There is therefore very little prospect for generalising the problems. A few examples will illustrate this point. When we say student or youth or women’s communities, the nomenclatures themselves ought to be self-explanatory. The reality is quite different in the northeast, where every ethnic community forms its own student, youth, women’s organisations, each pursuing very different and more often than not sectarian agendas. Often these different ‘civil society’ entities work at cross-purposes, accentuating rather than solving problems. In Manipur too, clashes over sectarian agendas frequently occur.
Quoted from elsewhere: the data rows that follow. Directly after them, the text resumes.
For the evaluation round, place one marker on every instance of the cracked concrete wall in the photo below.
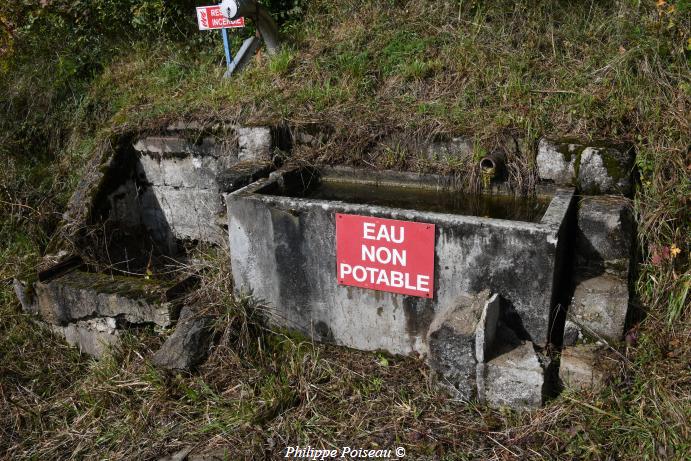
(284, 250)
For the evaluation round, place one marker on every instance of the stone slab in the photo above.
(176, 145)
(186, 213)
(197, 171)
(584, 367)
(451, 340)
(486, 330)
(254, 143)
(605, 236)
(81, 295)
(188, 346)
(514, 379)
(93, 337)
(599, 307)
(595, 167)
(557, 161)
The almost entirely different objectives of organisations such as the United Naga Council, the United Committee Manipur, All-Manipur United Clubs Organisation, the Kuki Inpi Manipur, etc, to name just a few, should suffice to make this point clear.

The scenario would virtually be the same if we were to list the various student organisations, or women’s organisations existing in the state. Under the circumstances, there can be no general understanding of the term ‘civil society’ as all institutions formed in this important sector of society are always and necessarily coloured by ethnic tints. The general understanding of the term becomes split into numerous smaller ethnic-specific organisations.
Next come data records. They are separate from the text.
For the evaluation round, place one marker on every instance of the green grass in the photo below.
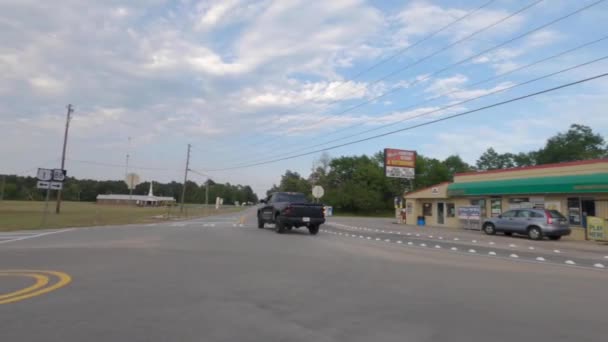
(17, 215)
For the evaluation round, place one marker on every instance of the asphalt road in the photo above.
(222, 279)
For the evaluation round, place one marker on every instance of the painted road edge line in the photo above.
(64, 279)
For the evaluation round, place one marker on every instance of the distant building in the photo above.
(140, 200)
(576, 189)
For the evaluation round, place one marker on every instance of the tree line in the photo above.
(86, 190)
(356, 184)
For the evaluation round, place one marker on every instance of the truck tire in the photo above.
(279, 226)
(313, 230)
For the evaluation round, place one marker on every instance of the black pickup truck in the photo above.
(289, 210)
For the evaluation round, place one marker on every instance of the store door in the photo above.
(441, 213)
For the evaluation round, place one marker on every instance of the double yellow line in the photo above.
(40, 286)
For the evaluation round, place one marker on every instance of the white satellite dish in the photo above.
(132, 179)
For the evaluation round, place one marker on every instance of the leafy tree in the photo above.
(491, 160)
(578, 143)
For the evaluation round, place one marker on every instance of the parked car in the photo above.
(536, 223)
(289, 210)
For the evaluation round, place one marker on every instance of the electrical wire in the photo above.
(468, 112)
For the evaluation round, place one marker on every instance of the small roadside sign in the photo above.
(58, 175)
(318, 191)
(49, 185)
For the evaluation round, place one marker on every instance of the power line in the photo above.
(515, 99)
(431, 35)
(449, 93)
(445, 48)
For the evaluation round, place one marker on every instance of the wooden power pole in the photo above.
(181, 209)
(65, 143)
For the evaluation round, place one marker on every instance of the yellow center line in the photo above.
(41, 281)
(63, 280)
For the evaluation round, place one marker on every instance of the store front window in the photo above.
(482, 204)
(427, 209)
(574, 211)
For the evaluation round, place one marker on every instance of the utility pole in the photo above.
(65, 143)
(181, 209)
(207, 194)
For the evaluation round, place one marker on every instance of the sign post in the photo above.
(49, 179)
(46, 205)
While it may not be desirable to advocate for a total generalisation of the energy of civil society bodies in the northeast, as there are area- and ethnic-specific problems to be tackled, it would be short-sighted to totally ignore the commonality of all such organisations the world over. Hence when we say ‘youth problem’, there must be a general thread that binds it to the more broad-based understanding of the problem. Our youth must be able to identify, empathise and sympathise with national and international youth movements. Only when this happens can a reverse flow of the same sentiments become possible. The need of the hour then is for an effort to reconstruct Manipur’s civil society. Its civil society movements must be put back on a track that will integrate the place with the mainstream of humanity.

The upsurge in ethnic identity being what it is, this is not going to be easy. But it is one of those vital and urgent issues that Manipur cannot shy away from. It is also the only way it can make its civil society ‘civil’ in the true sense of the word.